Clean Up Your Mess
« ChiPy at Google
» 344 Books Must Go
Code: Arkeia, break, Cambrian House, crash, jerk, system administration, wedge
Too many sysadmins is a bad thing, especially if one of them doesn’t care about keeping the servers up.
The development box at work wasn’t letting me check anything into subversion — commits were just sitting there, not even timing out. In fact, so were updates. Something was seriously wrong.
I talked about it with a coworker and went to look at the box. Afew a few minutes of poking around, the problem became clear: someone installed a backup program that was trying to do some kind of fake-filesystem and wedged the box. Any process that tried to read from disk froze and couldn’t even be kill -9‘d.
And thanks to this odd little behavior, I could see three reboot processes frozen, presumably trying to read the shutdown scripts. So the person that wedged the box knew they wedged it but they just left it that way.

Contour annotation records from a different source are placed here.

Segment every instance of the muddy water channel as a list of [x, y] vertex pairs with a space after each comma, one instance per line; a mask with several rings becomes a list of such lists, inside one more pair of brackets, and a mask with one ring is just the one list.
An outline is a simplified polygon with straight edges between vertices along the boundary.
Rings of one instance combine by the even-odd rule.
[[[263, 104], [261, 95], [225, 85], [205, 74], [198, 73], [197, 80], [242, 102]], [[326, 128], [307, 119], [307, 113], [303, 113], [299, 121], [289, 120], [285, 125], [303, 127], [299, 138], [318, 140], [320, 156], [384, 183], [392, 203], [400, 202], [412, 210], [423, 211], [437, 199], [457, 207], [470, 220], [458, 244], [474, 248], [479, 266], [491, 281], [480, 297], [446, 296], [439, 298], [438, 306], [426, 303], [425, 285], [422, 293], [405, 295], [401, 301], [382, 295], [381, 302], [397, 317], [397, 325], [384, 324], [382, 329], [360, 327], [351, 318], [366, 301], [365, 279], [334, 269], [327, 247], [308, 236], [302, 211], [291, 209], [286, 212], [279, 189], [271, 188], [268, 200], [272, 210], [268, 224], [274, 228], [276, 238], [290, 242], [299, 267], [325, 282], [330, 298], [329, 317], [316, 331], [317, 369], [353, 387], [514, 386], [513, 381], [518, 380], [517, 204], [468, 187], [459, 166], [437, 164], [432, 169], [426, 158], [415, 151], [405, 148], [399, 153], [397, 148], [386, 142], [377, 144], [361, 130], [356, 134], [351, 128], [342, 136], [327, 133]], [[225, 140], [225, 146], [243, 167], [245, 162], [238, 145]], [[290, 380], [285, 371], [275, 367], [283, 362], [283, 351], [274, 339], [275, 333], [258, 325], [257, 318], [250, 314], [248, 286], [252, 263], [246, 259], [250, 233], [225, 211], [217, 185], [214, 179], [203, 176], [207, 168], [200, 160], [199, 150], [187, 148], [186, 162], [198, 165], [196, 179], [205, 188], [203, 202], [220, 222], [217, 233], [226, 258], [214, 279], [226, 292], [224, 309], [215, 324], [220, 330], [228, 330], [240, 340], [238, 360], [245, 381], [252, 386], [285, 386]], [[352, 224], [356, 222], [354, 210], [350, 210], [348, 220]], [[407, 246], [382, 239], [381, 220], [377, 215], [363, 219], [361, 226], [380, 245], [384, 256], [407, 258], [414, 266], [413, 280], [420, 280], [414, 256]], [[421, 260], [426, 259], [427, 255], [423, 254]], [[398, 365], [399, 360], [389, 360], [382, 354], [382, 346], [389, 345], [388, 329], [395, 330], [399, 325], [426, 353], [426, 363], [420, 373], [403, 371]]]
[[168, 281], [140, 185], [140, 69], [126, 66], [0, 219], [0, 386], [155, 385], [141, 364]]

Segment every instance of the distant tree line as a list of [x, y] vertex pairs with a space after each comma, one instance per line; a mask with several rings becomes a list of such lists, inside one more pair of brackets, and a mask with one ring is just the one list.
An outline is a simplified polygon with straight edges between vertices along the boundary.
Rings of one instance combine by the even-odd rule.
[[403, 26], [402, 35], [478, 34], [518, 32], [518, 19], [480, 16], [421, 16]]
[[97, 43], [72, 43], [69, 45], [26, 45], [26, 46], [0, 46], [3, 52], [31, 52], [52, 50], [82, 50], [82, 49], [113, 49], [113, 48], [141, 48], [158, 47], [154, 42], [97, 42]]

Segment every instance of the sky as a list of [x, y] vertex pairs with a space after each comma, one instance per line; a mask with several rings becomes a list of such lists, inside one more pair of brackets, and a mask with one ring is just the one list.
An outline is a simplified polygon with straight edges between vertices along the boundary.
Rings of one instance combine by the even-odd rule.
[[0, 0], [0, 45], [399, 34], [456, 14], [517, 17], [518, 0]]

I got the coworker in the office to pull the plug on the box and it came up OK, but I edited /etc/init.d/arkeia to spit out the following note instead of try to start the backup program:
Dear whoever the hell decided to install arkeia:
You left the dev box wedged overnight, wasting at least an hour of two coders time to figure out what you did and fix it. And we know that you know you broke it, we could see that you tried to reboot and then LEFT IT FOR SOMEONE ELSE TO DEAL WITH rather than actually fix it.
Don’t be a jerk! Clean up after yourself!
Please talk to Jim and Harkins and explain why you left the box broken before you try playing with arkeia and wedge the box again.